Background[1-3]
Human platelet-type phosphofructokinase (PFKP) ELISA kit uses a double-antibody one-step sandwich method enzyme-linked immunosorbent assay (ELISA). To the microwells pre-coated with human platelet-type phosphofructokinase (PFKP) capture antibody, add specimen, standard, and HRP-labeled detection antibody in sequence, incubate and wash thoroughly. The substrate TMB is used for color development. TMB is converted into blue under the catalysis of peroxidase, and converted into the final yellow under the action of acid. The depth of the color is positively correlated with the human platelet-type phosphofructokinase (PFKP) in the sample. Use a microplate reader to measure the absorbance (OD value) at a wavelength of 450 nm and calculate the sample concentration.
Operation steps
1. Dilute the antibody to 1-10ug/ml with buffer. Add 0.1ml to the reaction well and keep overnight at 4°C. The next day, discard the solution in the wells and wash three times with washing buffer.

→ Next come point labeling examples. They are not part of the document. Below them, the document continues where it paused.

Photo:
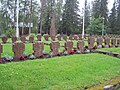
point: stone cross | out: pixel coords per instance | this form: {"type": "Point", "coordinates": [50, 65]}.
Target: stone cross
{"type": "Point", "coordinates": [53, 38]}
{"type": "Point", "coordinates": [75, 37]}
{"type": "Point", "coordinates": [4, 39]}
{"type": "Point", "coordinates": [69, 46]}
{"type": "Point", "coordinates": [59, 37]}
{"type": "Point", "coordinates": [39, 37]}
{"type": "Point", "coordinates": [113, 41]}
{"type": "Point", "coordinates": [55, 46]}
{"type": "Point", "coordinates": [71, 37]}
{"type": "Point", "coordinates": [80, 37]}
{"type": "Point", "coordinates": [80, 46]}
{"type": "Point", "coordinates": [14, 39]}
{"type": "Point", "coordinates": [46, 37]}
{"type": "Point", "coordinates": [52, 26]}
{"type": "Point", "coordinates": [1, 50]}
{"type": "Point", "coordinates": [65, 37]}
{"type": "Point", "coordinates": [18, 49]}
{"type": "Point", "coordinates": [99, 41]}
{"type": "Point", "coordinates": [91, 41]}
{"type": "Point", "coordinates": [107, 41]}
{"type": "Point", "coordinates": [118, 42]}
{"type": "Point", "coordinates": [23, 39]}
{"type": "Point", "coordinates": [31, 39]}
{"type": "Point", "coordinates": [38, 48]}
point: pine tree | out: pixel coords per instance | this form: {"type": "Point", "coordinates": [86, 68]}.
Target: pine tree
{"type": "Point", "coordinates": [87, 14]}
{"type": "Point", "coordinates": [118, 18]}
{"type": "Point", "coordinates": [70, 18]}
{"type": "Point", "coordinates": [112, 19]}
{"type": "Point", "coordinates": [100, 9]}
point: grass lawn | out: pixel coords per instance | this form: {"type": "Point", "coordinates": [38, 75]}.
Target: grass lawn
{"type": "Point", "coordinates": [60, 73]}
{"type": "Point", "coordinates": [7, 48]}
{"type": "Point", "coordinates": [112, 49]}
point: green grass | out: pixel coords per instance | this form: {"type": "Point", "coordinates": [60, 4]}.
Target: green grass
{"type": "Point", "coordinates": [112, 49]}
{"type": "Point", "coordinates": [7, 48]}
{"type": "Point", "coordinates": [60, 73]}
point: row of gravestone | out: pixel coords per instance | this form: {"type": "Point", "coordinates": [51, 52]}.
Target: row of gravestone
{"type": "Point", "coordinates": [38, 47]}
{"type": "Point", "coordinates": [39, 38]}
{"type": "Point", "coordinates": [107, 41]}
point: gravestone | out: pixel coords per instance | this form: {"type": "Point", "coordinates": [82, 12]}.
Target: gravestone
{"type": "Point", "coordinates": [75, 37]}
{"type": "Point", "coordinates": [65, 37]}
{"type": "Point", "coordinates": [1, 50]}
{"type": "Point", "coordinates": [4, 39]}
{"type": "Point", "coordinates": [113, 41]}
{"type": "Point", "coordinates": [107, 42]}
{"type": "Point", "coordinates": [46, 37]}
{"type": "Point", "coordinates": [59, 37]}
{"type": "Point", "coordinates": [23, 39]}
{"type": "Point", "coordinates": [18, 49]}
{"type": "Point", "coordinates": [99, 42]}
{"type": "Point", "coordinates": [53, 38]}
{"type": "Point", "coordinates": [31, 39]}
{"type": "Point", "coordinates": [71, 37]}
{"type": "Point", "coordinates": [38, 48]}
{"type": "Point", "coordinates": [52, 26]}
{"type": "Point", "coordinates": [80, 37]}
{"type": "Point", "coordinates": [118, 42]}
{"type": "Point", "coordinates": [91, 41]}
{"type": "Point", "coordinates": [68, 46]}
{"type": "Point", "coordinates": [14, 39]}
{"type": "Point", "coordinates": [39, 37]}
{"type": "Point", "coordinates": [55, 46]}
{"type": "Point", "coordinates": [80, 46]}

2. Add sample: Add 0.05ml of a certain dilution of the sample to be tested into the coated reaction well, and incubate at 37°C for 1 hour. Then wash (make blank holes, negative control holes and positive control holes at the same time).
3. Add enzyme-labeled antibody: Add 0.05ml of freshly diluted enzyme-labeled antibody (dilution after titration) to each reaction well. Incubate at 37°C for 0.5 to 1 hour and wash.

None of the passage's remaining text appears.